4. STAYING ORGANISED

Much of the application process requires quite a lot of paperwork, and a lot of the time, universities will be requiring many documents from you. My organisational skills were definitely tested during this period because I had to make sure that I acquired copies of whatever documents I needed, had them scanned, duplicated the files of those scans, and also kept track of where I was keeping the physical copies. Folders and USBs/hard drives should become your best friends, and I strongly advise uploading some copies onto your Google Drive or Dropbox just to be safe, and to ensure that you can easily access them from your phone. 

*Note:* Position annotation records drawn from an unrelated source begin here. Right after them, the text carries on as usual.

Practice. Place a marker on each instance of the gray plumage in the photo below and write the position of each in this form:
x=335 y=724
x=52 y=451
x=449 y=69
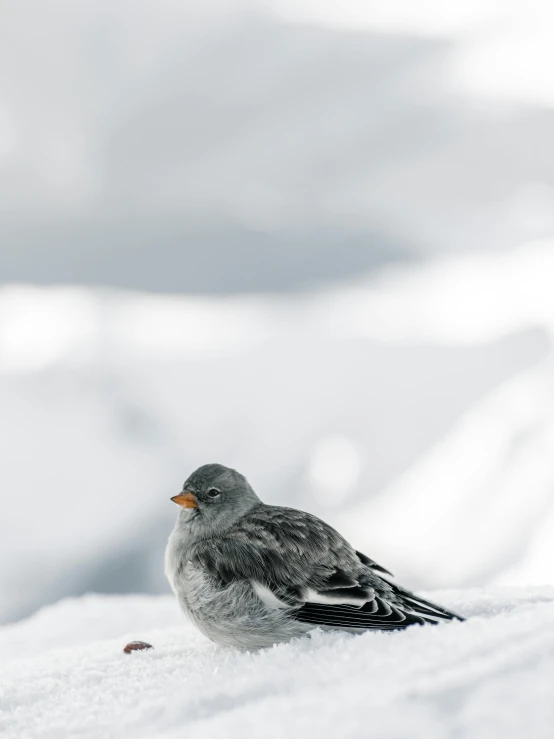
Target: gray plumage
x=252 y=575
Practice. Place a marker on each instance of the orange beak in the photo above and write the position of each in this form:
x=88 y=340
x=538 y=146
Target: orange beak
x=185 y=500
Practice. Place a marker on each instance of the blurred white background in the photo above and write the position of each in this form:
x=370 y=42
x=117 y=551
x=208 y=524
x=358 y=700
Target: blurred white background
x=313 y=240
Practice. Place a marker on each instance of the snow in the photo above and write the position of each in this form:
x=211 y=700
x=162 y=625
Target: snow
x=64 y=674
x=375 y=405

Labelling is also very important: make them clear and easy to read for times when you need to quickly pull them up or send them to someone else. Keep in mind that you’ll also be moving to another country at the same time, and things can so easily get lost while packing or on the journey there—stay vigilant! Being organised from the beginning will prevent situations of panic due to being unable to find the paper you need, which is a kind of stress you’d be better off without. 

5. TAKING THE JUMP

This step isn’t so much a preparatory step, but it’s still an important part of the journey. This is the moment when you’ve got your plane ticket and passport in one hand, your suitcase in the other, and you’re waiting in line behind the check-in counter at NAIA. This is the moment when you look out the window as your plane takes off and you watch Manila fall out beneath the clouds, because this is it—you’re off for a new life, in a new country. It’s exhilarating and scary and all-around breathtaking. From here on out, the world will become simultaneously smaller and bigger all at once. The future will feel infinite. 

Take it in. You won’t forget this part.